As a radio production, much of the scene-setting in the play is achieved by sound effects: the beep of security scanners at the entrance to the court, the tapping of keyboards, and the periodic “whoosh” of a sent-off tweet. When the lawyers’ exchanges are heard, it is from the distance of the public gallery (or via the sound system fed to the viewing annex) so they sound oddly detached. It’s almost as though you’re listening to someone watching something on the telly. But when the witnesses are ready to spill some beans, the mic moves in close and the drama comes alive. It is thus that we hear the ingratiating simper of Rebekah Brooks (sometimes portrayed as a passive-aggressive witch), or the “scatty” muddle-headedness of her PA, Sheryl Carter, both of whom were played by Jane Slavin; or the evidence of Jude Law and of Sienna Miller about her (mis)reported relationship with Daniel Craig; or the “how we did it” revelations of self-confessed hacker Dan Evans.

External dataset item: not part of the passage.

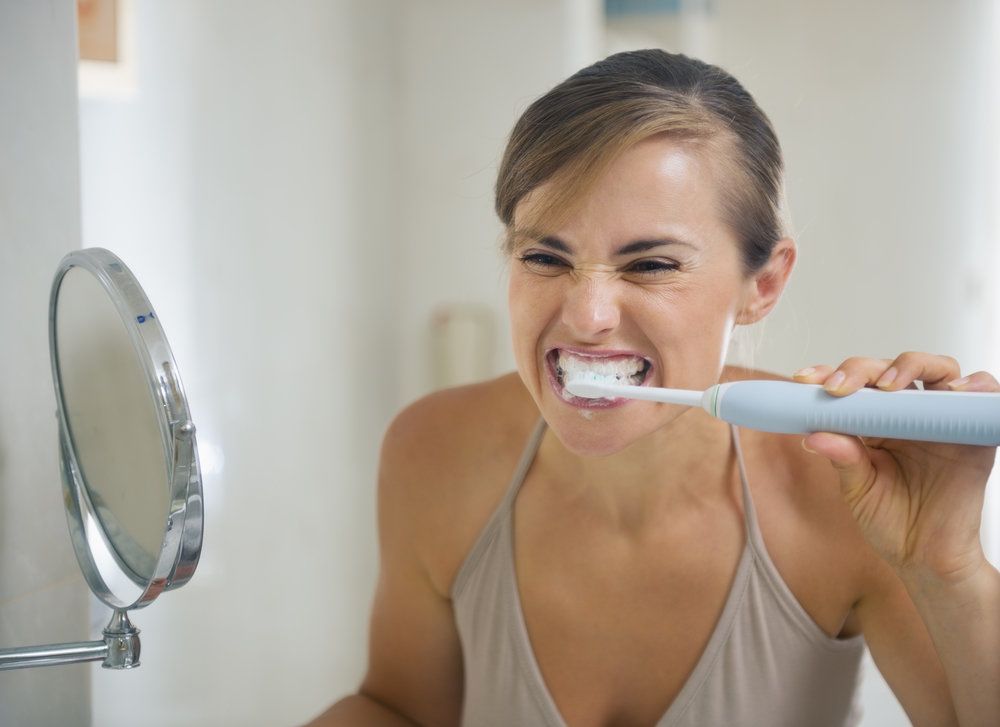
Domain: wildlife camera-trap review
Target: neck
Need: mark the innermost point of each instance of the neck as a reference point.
(685, 464)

Some idea of how Jukes regarded the task of reducing the eight-month carnival of calumny and corruption into the span of a 45-minute radio play can be gleaned from his post on the BBC Radio 4 blog, part of which reads:

Modern courts are theatrical and full of drama, but not the typical drama one expects from TV and other fiction. There is tension, jeopardy, humour – barbed subtexts beneath the courtly language. But since the phone hacking trial was about major media figures, the media was to a certain extent itself on trial. A large part of the defence case was that Brooks and others could not get a fair hearing against the background of prejudicial comment, particularly in social media. Virtually every morning a defence barrister would rise and complain “My Lord, there’s been a Tweet”… [On one occasion it was Jukes’s and he had to delete it.] Only radio could capture the pace and impact of this brave new world of online communication while remaining true to the theatrical traditions of the barristers’ benches.

Beyond contempt

I have two criticisms, only one of which relates to the play itself, but both of which betray an erroneous Americanisation of the English legal system – perhaps for the purposes of selling the production overseas. The first is about the BBC’s lazy and ignorant use of the gavel to illustrate the listing of the play. (see photo)

The other is the way the judge is constantly referred to as Justice Saunders. He isn’t. He’s MISTER Justice Saunders in England and Wales. That, by law, is his title. (Outside court, he is The Hon. Sir John Saunders.)

But these are minor quibbles and not things over which Jukes could have had much control. If Paris is worth a mass, then Beyond Contempt is surely worth a gavel.